Le Far-West désemparé ....

Précarité, misère: deux faces de la réalité socio-économique du Far-West, comme tout le pays. L'une, génératrice d'ennuis, porte parfois les populations à jouer légitimement les fâcheux. L'autre, couvrant la première et l'entretenant, rend les tâches collectives encore plus urgentes.
«Détresse? C'est de cela qu'il s'agit...»
Des canots pêcheurs aident des passagers à traverser les Trois-Rivières (Photo: Ronald Saintuné)
Ce mot plaintif et plein de pitié est attribué à un observateur qui, au moment de traverser les Trois-Rivières en direction de Jean-Rabel dans son 4x4, s'est vu approcher par deux gamins débonnaires faisant office de guides. Et l'indiquant à libérer son véhicule de certains de ses équipages pour faire la traversée à bord de petits canots marchands taillés vraisemblablement avec des pierres tranchantes.
C'était dans la matinée du 11 novembre 2007. A 9h30 exactement. Des pluies s'étaient assurément abattues sur la région. Et la rivière était en crue. Convaincu que les "canots de pêche", comme le véhicule "tout-terrain" pourrait fendre les eaux mêlées en quelque sorte à la terre qu'elles emportent sur leur passage, notre observateur finit par obtempérer. Résultat positif. Mais, à bord, l'efforcement ne pouvait se comparer qu'à l'engoisse rétrospective: jusqu'à la décennie du bicentenaire de l'indépendance, l'Etat haïtien n'est pas parvenu à jeter un pont sur la rivière afin de relier les populations en saison pluvieuse.

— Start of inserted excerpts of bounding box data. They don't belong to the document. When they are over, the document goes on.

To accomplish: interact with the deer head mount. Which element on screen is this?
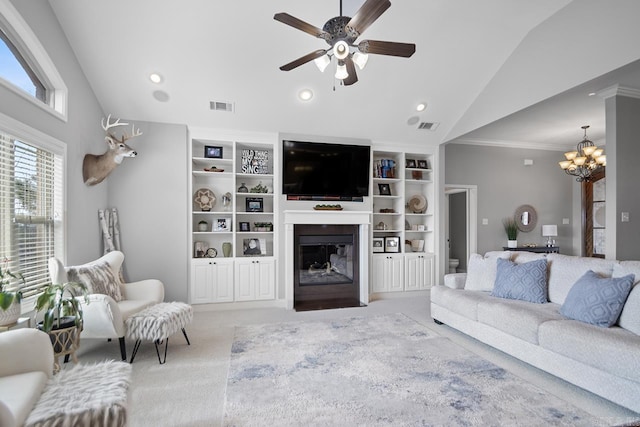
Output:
[82,114,142,185]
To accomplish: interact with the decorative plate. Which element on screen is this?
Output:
[193,188,216,211]
[205,248,218,258]
[409,194,427,213]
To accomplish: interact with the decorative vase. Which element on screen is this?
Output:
[222,242,231,258]
[0,300,20,326]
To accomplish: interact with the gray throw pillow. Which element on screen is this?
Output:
[67,261,122,302]
[560,270,634,328]
[491,258,547,304]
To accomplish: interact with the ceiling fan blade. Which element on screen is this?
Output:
[280,49,327,71]
[358,40,416,58]
[345,0,391,39]
[273,12,328,39]
[342,56,358,86]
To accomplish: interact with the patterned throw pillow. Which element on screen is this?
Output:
[67,261,122,302]
[560,270,634,328]
[491,258,547,304]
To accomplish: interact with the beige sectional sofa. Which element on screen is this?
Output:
[431,251,640,412]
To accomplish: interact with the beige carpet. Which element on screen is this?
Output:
[68,296,637,427]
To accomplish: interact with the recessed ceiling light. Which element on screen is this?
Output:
[149,73,162,83]
[298,89,313,101]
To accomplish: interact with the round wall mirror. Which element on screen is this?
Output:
[515,205,538,233]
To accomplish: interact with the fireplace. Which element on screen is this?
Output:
[293,224,362,310]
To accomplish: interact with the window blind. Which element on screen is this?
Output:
[0,131,63,298]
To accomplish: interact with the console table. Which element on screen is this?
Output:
[502,246,560,254]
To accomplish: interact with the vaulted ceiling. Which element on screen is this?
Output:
[49,0,640,149]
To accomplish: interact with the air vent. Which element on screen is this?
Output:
[209,101,233,113]
[418,122,440,131]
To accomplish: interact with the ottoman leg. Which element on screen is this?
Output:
[125,340,142,363]
[119,337,127,362]
[153,338,169,365]
[182,328,191,345]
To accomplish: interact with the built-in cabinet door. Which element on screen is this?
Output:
[404,254,433,291]
[235,258,275,301]
[191,259,233,304]
[371,254,404,293]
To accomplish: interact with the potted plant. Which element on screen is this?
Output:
[35,282,89,360]
[0,257,24,326]
[502,218,518,248]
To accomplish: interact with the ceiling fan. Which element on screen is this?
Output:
[273,0,416,86]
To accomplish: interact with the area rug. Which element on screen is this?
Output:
[224,314,604,426]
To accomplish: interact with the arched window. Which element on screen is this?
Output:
[0,0,68,120]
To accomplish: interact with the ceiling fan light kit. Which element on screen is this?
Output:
[273,0,416,86]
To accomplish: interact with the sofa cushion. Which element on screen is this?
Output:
[491,258,547,304]
[547,254,615,304]
[478,297,563,344]
[560,270,634,328]
[539,320,640,382]
[0,371,49,426]
[464,251,511,291]
[66,261,123,302]
[612,261,640,335]
[431,286,491,320]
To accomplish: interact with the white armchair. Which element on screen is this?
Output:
[49,251,164,360]
[0,328,53,427]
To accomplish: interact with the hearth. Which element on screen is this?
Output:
[293,224,361,310]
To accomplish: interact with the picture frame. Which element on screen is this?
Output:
[204,145,222,159]
[384,236,400,252]
[242,237,267,256]
[215,218,231,231]
[378,184,391,196]
[245,197,264,212]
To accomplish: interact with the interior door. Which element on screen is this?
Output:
[582,170,606,258]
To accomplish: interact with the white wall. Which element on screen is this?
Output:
[105,119,191,302]
[0,0,108,264]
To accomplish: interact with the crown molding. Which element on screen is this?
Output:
[596,84,640,99]
[448,138,567,152]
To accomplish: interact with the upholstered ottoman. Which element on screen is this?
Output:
[125,302,193,365]
[24,361,131,427]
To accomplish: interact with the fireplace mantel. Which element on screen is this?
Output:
[283,210,372,309]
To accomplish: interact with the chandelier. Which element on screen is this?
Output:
[558,125,607,182]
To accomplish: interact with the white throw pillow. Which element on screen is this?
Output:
[464,251,511,292]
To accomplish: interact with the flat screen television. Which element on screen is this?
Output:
[282,140,371,200]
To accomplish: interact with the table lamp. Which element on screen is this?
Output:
[542,224,558,247]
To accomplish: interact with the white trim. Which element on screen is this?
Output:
[596,84,640,99]
[0,0,69,122]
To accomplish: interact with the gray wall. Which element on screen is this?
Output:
[0,0,108,264]
[106,119,191,302]
[605,96,640,260]
[444,144,574,255]
[449,193,467,272]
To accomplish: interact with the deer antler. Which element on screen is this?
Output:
[101,114,129,133]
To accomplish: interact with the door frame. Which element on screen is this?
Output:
[441,184,478,274]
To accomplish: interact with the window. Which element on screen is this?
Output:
[0,123,64,311]
[0,30,47,102]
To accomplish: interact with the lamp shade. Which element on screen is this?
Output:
[542,224,558,237]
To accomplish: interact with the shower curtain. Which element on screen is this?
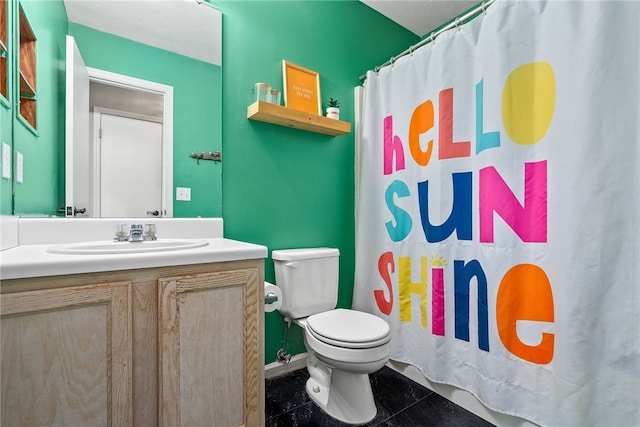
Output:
[353,0,640,426]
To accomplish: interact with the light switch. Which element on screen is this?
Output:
[176,187,191,202]
[16,151,24,184]
[2,142,11,179]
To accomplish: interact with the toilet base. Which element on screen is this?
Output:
[306,369,377,424]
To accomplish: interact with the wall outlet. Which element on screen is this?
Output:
[2,142,11,179]
[176,187,191,202]
[16,151,24,184]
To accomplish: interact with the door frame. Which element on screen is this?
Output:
[89,107,165,218]
[87,67,173,218]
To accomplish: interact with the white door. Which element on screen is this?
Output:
[66,36,173,217]
[65,36,93,216]
[99,113,162,217]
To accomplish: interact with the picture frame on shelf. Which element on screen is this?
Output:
[282,60,322,116]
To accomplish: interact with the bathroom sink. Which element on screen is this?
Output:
[47,239,209,255]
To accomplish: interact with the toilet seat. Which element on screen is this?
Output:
[306,309,391,349]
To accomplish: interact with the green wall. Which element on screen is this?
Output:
[0,0,15,215]
[212,0,419,363]
[0,0,419,363]
[69,23,222,217]
[0,0,67,215]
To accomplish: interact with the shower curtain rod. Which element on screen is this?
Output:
[360,0,496,82]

Certaines versions venant des gens qui s'y connaissent en sortilèges font croire que les déboires causés généralement par les Trois-Rivières en période de pluie sont le fait d'esprits maléfiques qui s'opposent à tout projet de construction de pont. Excuse ou litanie? «Les responsables sont comme sous les ordres de ces êtres irrationnels», raille un ouvrier de la rivière qui dit avoir vu 2004 comme l'année où le pont allait être construit. «Mais ce n'était qu'une illusion», conclut-il.
Construire le pont des Trois-Rivières
Formé de zones fertiles et désertiques, le Far-West doit son nom aux régions les plus défavorisées dont Cabaret, Lacoma, Petite-Rivière, Raymond, Port-à-l'eau, Baie-de-Henne. Mais la vallée de Jean-Rabel, avec ses sept (7) sections communales, parmi lesquelles Guinaudée, La Montagne, Grande Source, Dessources, Vieille Hatte, est entourée de zones riches en plantation et en produits agricoles. On y cultive la banane, le maïs, le café et bien d'autres céréales. «Si l'Etat était intéressé au développement socio-économique de la région, nous serions déjà très loin.
Un pick-up assurant le trajet Jean-Rabel/Port-de-Paix dans des conditions épouvantables (Photo: Ronald Saintuné)
Car ce n'est pas la bonne volonté et la solidarité des communautés qui manquent», se plaint, sur un ton presque désespéré Pierre-Lenel Azard (directeur de l'école nationale de Sauval, localité de la 2e section de Guinaudée) qui voit de bon oeil le projet de construction du pont des Trois-Rivières dont le gouvernement s'est fait le porte-étendard.
A la question de savoir si les panneaux géants indiquant les projets de construction de citernes par des ONG sont l'expression d'un vaste mouvement en faveur de l'eau potable dans la région, M. Azard répond que l'état physique du Far-West sert de tremplin aux organismes nationaux et internationaux de développement pour satisfaire leurs intérêts. «Rien de concret dans tout cela», lâche-t-il en exprimant son aversion et sa répulsion contre les politiciens qu'il dit avoir causé tant de torts au pays et à ses fils.
Des zones dotées d'un dispensaire

Une marchande de fritures devant sa bicoque à Lacoma (Gros Bassin) (Photo: Ronald Saintuné)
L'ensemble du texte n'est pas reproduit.